Ankunft von F-22 Raptor Kampfjets in Israel stärkt Abschreckungsbotschaften vor Genfer Gesprächen

Laut der Zeitung Yedioth Ahronoth, die sich auf Sicherheitsquellen beruft, erfolgt die Stationierung der Tarnkappenjets im Rahmen der Stärkung der Abschreckung und des politischen Drucks, vor einer bevorstehenden Runde von Gesprächen in Genf, während die Option eines militärischen Eingreifens bestehen bleibt, falls ein Beschluss des amerikanischen Präsidenten Donald Trump ergeht.
Militärische Botschaft mit Verhandlungszeitpunkt
Die Quellen sehen die Ankündigung der Ankunft der Flugzeuge wenige Tage vor den Gesprächen nicht als bloßes Detail, sondern als klare politische Botschaft, dass die amerikanisch-israelische Koordination in Bezug auf jedes mögliche Szenario gegen Teheran ein fortgeschrittenes Niveau erreicht hat.
Die Stationierung dieses fortschrittlichen Typs in Israel ist ein ungewöhnlicher Schritt, da F-22 Kampfjets selten außerhalb amerikanischer Stützpunkte landen, insbesondere da ihr Export rechtlich verboten ist, im Gegensatz zu den F-35 Lightning II, die an mehrere Verbündete verkauft wurden.
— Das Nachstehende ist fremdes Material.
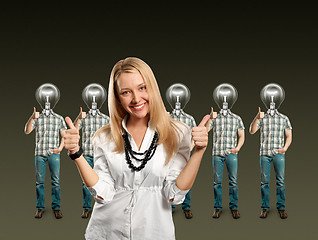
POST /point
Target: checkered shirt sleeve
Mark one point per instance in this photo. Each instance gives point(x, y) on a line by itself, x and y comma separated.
point(272, 133)
point(89, 126)
point(225, 133)
point(47, 132)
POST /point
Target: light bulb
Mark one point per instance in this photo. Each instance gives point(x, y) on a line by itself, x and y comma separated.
point(272, 95)
point(225, 95)
point(47, 95)
point(94, 95)
point(178, 95)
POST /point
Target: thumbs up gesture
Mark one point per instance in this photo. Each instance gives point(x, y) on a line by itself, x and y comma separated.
point(81, 114)
point(71, 137)
point(213, 115)
point(35, 114)
point(259, 114)
point(200, 134)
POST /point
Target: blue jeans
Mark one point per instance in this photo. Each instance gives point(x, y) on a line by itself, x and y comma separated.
point(231, 164)
point(86, 193)
point(186, 203)
point(40, 166)
point(279, 166)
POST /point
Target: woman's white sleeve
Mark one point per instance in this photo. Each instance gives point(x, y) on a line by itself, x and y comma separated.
point(172, 193)
point(103, 191)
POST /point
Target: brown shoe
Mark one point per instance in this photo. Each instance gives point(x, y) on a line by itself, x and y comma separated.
point(217, 213)
point(188, 214)
point(282, 214)
point(86, 213)
point(39, 213)
point(264, 213)
point(57, 214)
point(235, 214)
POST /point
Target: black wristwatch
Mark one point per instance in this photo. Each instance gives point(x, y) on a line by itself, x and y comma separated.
point(77, 154)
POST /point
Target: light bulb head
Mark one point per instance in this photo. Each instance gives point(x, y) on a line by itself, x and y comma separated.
point(225, 95)
point(47, 95)
point(178, 95)
point(94, 95)
point(272, 95)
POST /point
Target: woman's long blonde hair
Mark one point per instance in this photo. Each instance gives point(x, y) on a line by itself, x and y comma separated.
point(159, 118)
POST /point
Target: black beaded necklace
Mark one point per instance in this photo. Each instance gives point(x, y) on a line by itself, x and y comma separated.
point(148, 153)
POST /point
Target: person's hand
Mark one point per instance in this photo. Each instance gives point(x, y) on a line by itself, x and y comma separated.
point(213, 114)
point(233, 150)
point(35, 114)
point(56, 150)
point(280, 150)
point(200, 134)
point(71, 137)
point(82, 114)
point(260, 114)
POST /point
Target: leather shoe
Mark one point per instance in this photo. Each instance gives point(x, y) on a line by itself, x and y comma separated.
point(235, 214)
point(217, 213)
point(282, 214)
point(264, 213)
point(188, 214)
point(39, 213)
point(86, 213)
point(57, 214)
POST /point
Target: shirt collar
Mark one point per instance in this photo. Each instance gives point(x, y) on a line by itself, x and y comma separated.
point(147, 138)
point(228, 111)
point(269, 112)
point(97, 112)
point(181, 113)
point(50, 112)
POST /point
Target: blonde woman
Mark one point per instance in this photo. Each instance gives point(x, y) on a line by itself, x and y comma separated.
point(140, 159)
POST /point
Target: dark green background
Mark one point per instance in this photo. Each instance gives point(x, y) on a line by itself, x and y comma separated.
point(200, 46)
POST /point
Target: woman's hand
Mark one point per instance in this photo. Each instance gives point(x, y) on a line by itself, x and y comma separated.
point(71, 137)
point(200, 134)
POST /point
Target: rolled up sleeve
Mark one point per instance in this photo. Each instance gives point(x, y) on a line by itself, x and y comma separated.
point(103, 191)
point(176, 164)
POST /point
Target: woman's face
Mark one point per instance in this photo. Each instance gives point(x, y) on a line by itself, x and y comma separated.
point(133, 96)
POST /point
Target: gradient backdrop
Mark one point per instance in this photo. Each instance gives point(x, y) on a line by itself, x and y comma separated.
point(198, 45)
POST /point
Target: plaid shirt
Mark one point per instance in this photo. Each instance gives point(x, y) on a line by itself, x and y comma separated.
point(272, 132)
point(89, 126)
point(184, 118)
point(47, 130)
point(225, 132)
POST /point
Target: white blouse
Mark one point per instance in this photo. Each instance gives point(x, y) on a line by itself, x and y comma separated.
point(136, 205)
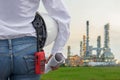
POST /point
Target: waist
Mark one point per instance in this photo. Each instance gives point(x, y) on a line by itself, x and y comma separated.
point(17, 41)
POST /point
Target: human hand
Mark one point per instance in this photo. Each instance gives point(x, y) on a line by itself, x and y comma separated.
point(52, 67)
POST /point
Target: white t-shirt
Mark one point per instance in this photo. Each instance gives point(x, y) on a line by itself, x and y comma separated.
point(16, 17)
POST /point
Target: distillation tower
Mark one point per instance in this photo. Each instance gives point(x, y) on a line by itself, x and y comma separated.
point(107, 54)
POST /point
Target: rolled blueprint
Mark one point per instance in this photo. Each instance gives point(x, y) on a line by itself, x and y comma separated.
point(55, 60)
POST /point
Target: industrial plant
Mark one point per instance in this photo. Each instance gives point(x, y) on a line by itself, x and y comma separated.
point(103, 56)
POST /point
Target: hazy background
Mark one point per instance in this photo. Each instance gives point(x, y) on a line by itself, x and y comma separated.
point(99, 13)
Luftüberlegenheit und hohe Kosten
Die F-22 trat Anfang der 1990er Jahre als Luftüberlegenheitsflugzeug in Dienst, bevor ihre Aufgaben auf Bodenangriffe, elektronische Kriegsführung und Aufklärung ausgeweitet wurden. Die Kosten für ein einzelnes Flugzeug übersteigen 200 Millionen Dollar, was ihre Stationierung zu einem Indikator für die Ernsthaftigkeit der Vorbereitungen macht.
Die Kampfjet verzeichnete ihre ersten Kampfeinsätze im Jahr 2014 gegen den IS, während sie 2023 erneut in Erscheinung trat, nachdem sie ein chinesisches Luftschiff über dem Atlantik abgeschossen hatte.
Umfassende Luft- und Seemobilisierung
Die Stationierung der Flugzeuge fällt mit einer intensiven amerikanischen Militärpräsenz in der Region zusammen, die Hunderte von Kampfflugzeugen und Unterstützungsflugzeugen umfasst, sowie zwei Gruppen von Flugzeugträgern, darunter den Flugzeugträger USS Abraham Lincoln, was auf eine operationale Einsatzbereitschaft auf mehreren Ebenen hinweist.
Zwischen Abschreckungsbotschaften und Verhandlungsanforderungen stellt diese militärische Mobilisierung die Region vor eine kritische Phase, in der politische Überlegungen mit möglichen Eskalationsszenarien zusammentreffen.